(WSYR-TV) — We are in the middle of National Teen Driver Safety Week and the National Road Safety Foundation reminds parents that this is a good time to have a conversation with teens about safe driving habits. Motor vehicle crashes are a leading cause of death for teens in the United States.

Among The Key Issues That Deserve Parental Discussion Are:

1. Impaired Driving: While teens are too young to legally consume alcohol, nationally 19% of teen passenger vehicle drivers involved in fatal crashes in 2021 had alcohol in their system. Marijuana also affects a driver’s ability to react to their surroundings. Remind teens that driving under the influence of any impairing substance — including many prescription drugs or over-the-counter medication — can have deadly consequences.

2. Seat Belts: Wearing a seat belt is a simple way teens can stay safer in a vehicle. Yet too many teens aren’t buckling up. More than half (51%) of the teen drivers who died in crashes in 2021 were unbuckled. Parents should encourage their teens to be firm and confirm that everyone is buckled before the vehicle moves.

3. Distracted Driving: According to the most recent data, in 2021, among teen drivers involved in fatal crashes, 7% were reported as distracted at the time of the crash. Cell phone use while driving is more than just risky — it can be deadly. Texting while driving is outlawed in 49 states, Washington DC, and Puerto Rico. Distracted driving isn’t limited to cell phone use. Other passengers, audio and climate controls in the vehicle, and eating or drinking while driving can be dangerous distractions for any driver. 

4. Speed: Speeding is a critical issue for all drivers, but it’s especially deadly for teens with less experience.
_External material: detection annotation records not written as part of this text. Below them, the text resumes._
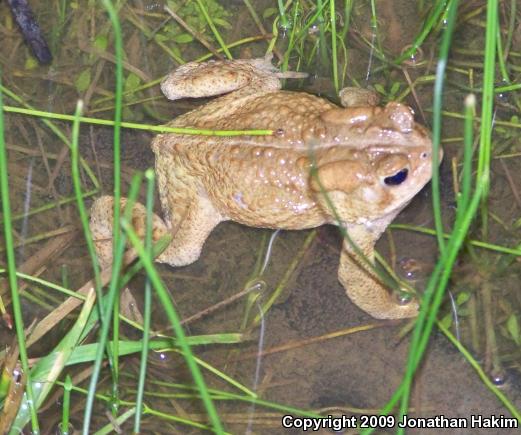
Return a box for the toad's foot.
[338,225,418,319]
[161,55,307,100]
[90,196,222,268]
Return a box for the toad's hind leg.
[161,55,307,100]
[338,225,418,319]
[90,196,222,268]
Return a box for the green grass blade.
[121,223,224,435]
[431,0,459,255]
[0,78,40,433]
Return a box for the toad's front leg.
[338,225,418,319]
[90,196,222,268]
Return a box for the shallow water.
[0,0,521,434]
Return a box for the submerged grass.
[0,0,521,434]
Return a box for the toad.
[91,58,432,319]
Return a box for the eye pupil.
[384,169,409,186]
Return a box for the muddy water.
[0,0,521,434]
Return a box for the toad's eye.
[384,168,409,186]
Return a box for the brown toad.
[91,55,432,319]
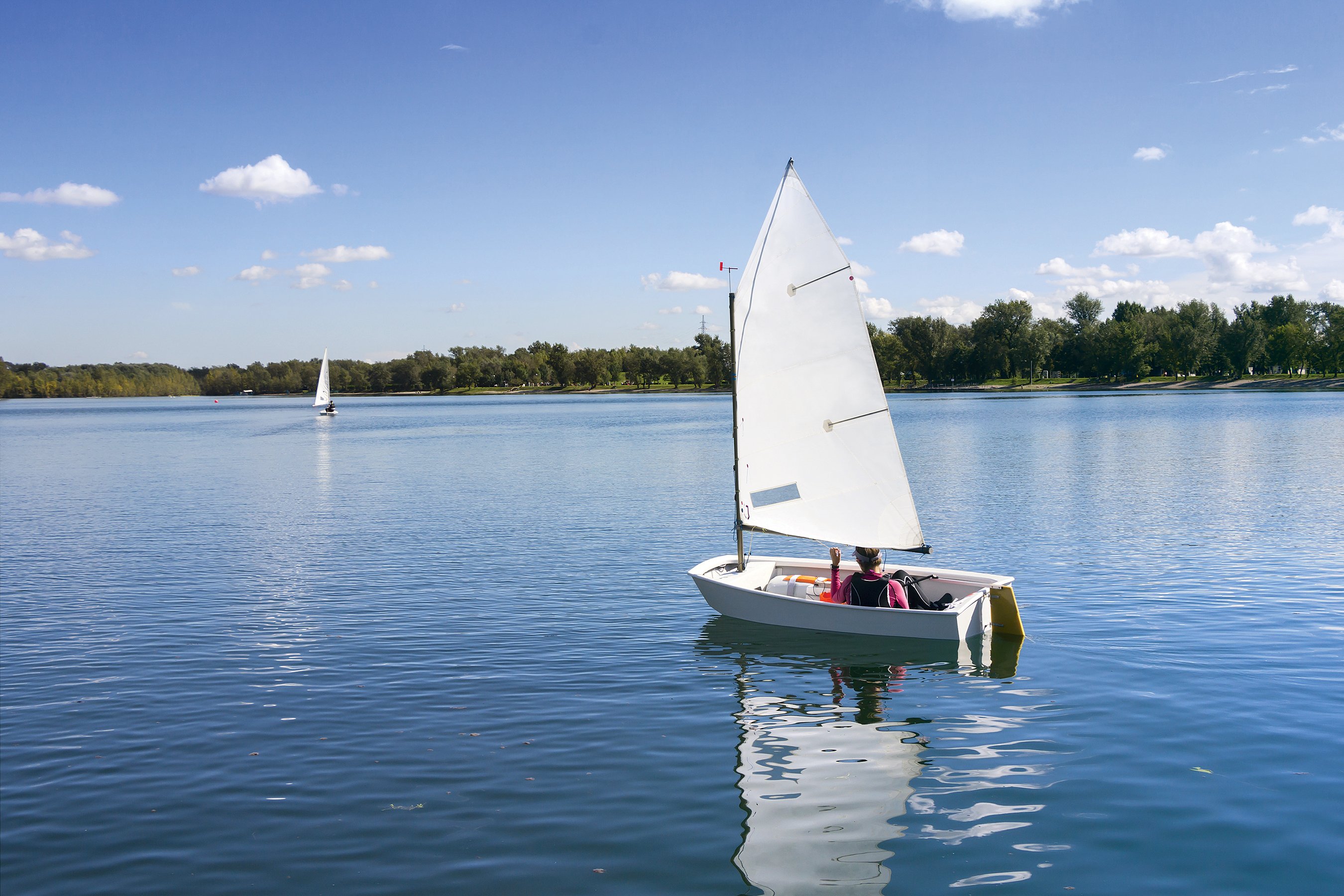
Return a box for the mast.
[728,283,747,571]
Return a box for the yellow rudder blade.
[989,584,1027,638]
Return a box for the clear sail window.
[751,482,802,508]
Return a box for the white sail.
[313,348,332,407]
[734,161,923,550]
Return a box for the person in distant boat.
[831,548,910,610]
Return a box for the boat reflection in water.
[697,617,1021,896]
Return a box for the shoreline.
[0,375,1344,402]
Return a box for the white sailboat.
[313,348,336,417]
[689,158,1021,640]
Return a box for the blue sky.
[0,0,1344,365]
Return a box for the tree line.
[0,293,1344,398]
[0,333,731,398]
[868,293,1344,384]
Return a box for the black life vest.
[849,572,891,607]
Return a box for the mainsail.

In 2021, almost one-third (32%) of all teen drivers of passenger vehicles involved in fatal crashes were speeding at the time of the crash. Data shows that males were more likely to be involved in fatal speeding-related crashes than females. Remind teens to always drive within the speed limit.

5. Passengers: Passengers in a teen’s vehicle can lead to disastrous consequences. Research shows the risk of a fatal crash dramatically increases in direct relation to the number of passengers in a vehicle. The likelihood that a teen driver will engage in risky behavior triples when multiple passengers are in the same vehicle.

Surveys show that teens whose parents have discussions on safe driving behavior and set firm rules are typically engaged in less risky driving behaviors and were involved in fewer crashes.

The National Road Safety Foundation offers tips for talks with teens in its Passport to Safe Driving, available free online at  https://www.nrsf.org/spread-word.

NHTSA also has detailed information and statistics on teen driving, and outlines tips parents can use to address teen driver safety risks at www.nhtsa.gov/road-safety/teen-driving.